Plusieurs Sherbrookois ont pris part au mouvement populaire « Nous regardons. Respectez le Traité de #1752 », qui prend de plus en plus d’ampleur sur le Web et à travers le monde, du Kurdistan à la Colombie, en passant par l’Île de la Tortue.
Plusieurs Sherbrookois ont pris part au mouvement populaire « Nous regardons. Respectez le Traité de #1752 », qui prend de plus en plus d’ampleur sur le Web et à travers le monde, du Kurdistan à la Colombie, en passant par l’Île de la Tortue.
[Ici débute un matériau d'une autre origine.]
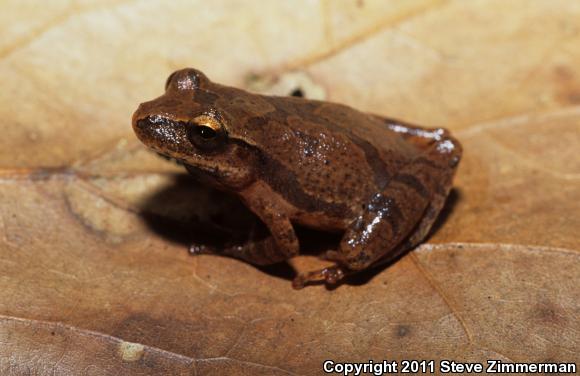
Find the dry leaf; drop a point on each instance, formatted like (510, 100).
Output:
(94, 274)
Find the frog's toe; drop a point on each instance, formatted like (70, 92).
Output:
(331, 276)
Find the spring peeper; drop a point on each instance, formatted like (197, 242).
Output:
(291, 161)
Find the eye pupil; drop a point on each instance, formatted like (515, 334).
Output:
(206, 132)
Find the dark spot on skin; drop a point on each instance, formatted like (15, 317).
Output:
(402, 331)
(282, 179)
(204, 96)
(427, 162)
(412, 182)
(380, 169)
(257, 121)
(297, 93)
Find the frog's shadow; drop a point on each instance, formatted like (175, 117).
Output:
(184, 213)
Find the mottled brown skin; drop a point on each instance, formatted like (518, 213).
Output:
(299, 161)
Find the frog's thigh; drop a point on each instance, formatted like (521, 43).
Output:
(411, 201)
(258, 252)
(275, 218)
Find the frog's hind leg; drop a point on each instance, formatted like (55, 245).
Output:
(386, 228)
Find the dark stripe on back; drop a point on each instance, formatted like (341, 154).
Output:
(427, 162)
(284, 181)
(413, 182)
(380, 170)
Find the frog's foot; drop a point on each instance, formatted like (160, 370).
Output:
(331, 276)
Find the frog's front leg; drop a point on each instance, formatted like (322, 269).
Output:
(404, 210)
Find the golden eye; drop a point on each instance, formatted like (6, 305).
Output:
(206, 133)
Rassemblement sherbrookois en solidarité aux Mi’kmaq

Mireille Vachon
Mireille Vachon
La Tribune
Une trentaine de citoyens se sont rassemblés dimanche après-midi devant l’hôtel de ville de Sherbrooke pour montrer leur solidarité envers les pêcheurs de homards mi’kmaq de la Nouvelle-Écosse, qui ont subi plusieurs attaques de pêcheurs non autochtones dans les dernières semaines. 

Ces injustices vécues par des pêcheurs mi’kmaq de la Nouvelle-Écosse ont récemment fait couler beaucoup d’encre. « On savait que le racisme existait encore, mais pas à ce point-là », regrette l’artiste mi’kmaq Quentin Condo, un des organisateurs de l’événement. 

Rappelons notamment que des pêcheurs commerciaux non autochtones ont mis le feu à des locaux où la communauté mi’kmaq entreposait ses prises, et que le véhicule d’un pêcheur mi’kmaq dans le sud-ouest de la Nouvelle-Écosse a été endommagé par un groupe de vandales, qui ordonnaient au pêcheur de renoncer à ses prises.

Quentin Condo, un des organisateurs du rassemblement et artiste mi’kmaq, a pris la parole pour dénoncer les inégalités vécues par les peuples autochtones.

« J’ai toujours été impliqué pour défendre les causes autochtones depuis la Décision Marshall en 1999 », avance M. Condo. « On est 21 ans plus tard, et on a encore les mêmes batailles. Ça n’a pas changé », poursuit le Mi’kmaq natif de la Gaspésie. 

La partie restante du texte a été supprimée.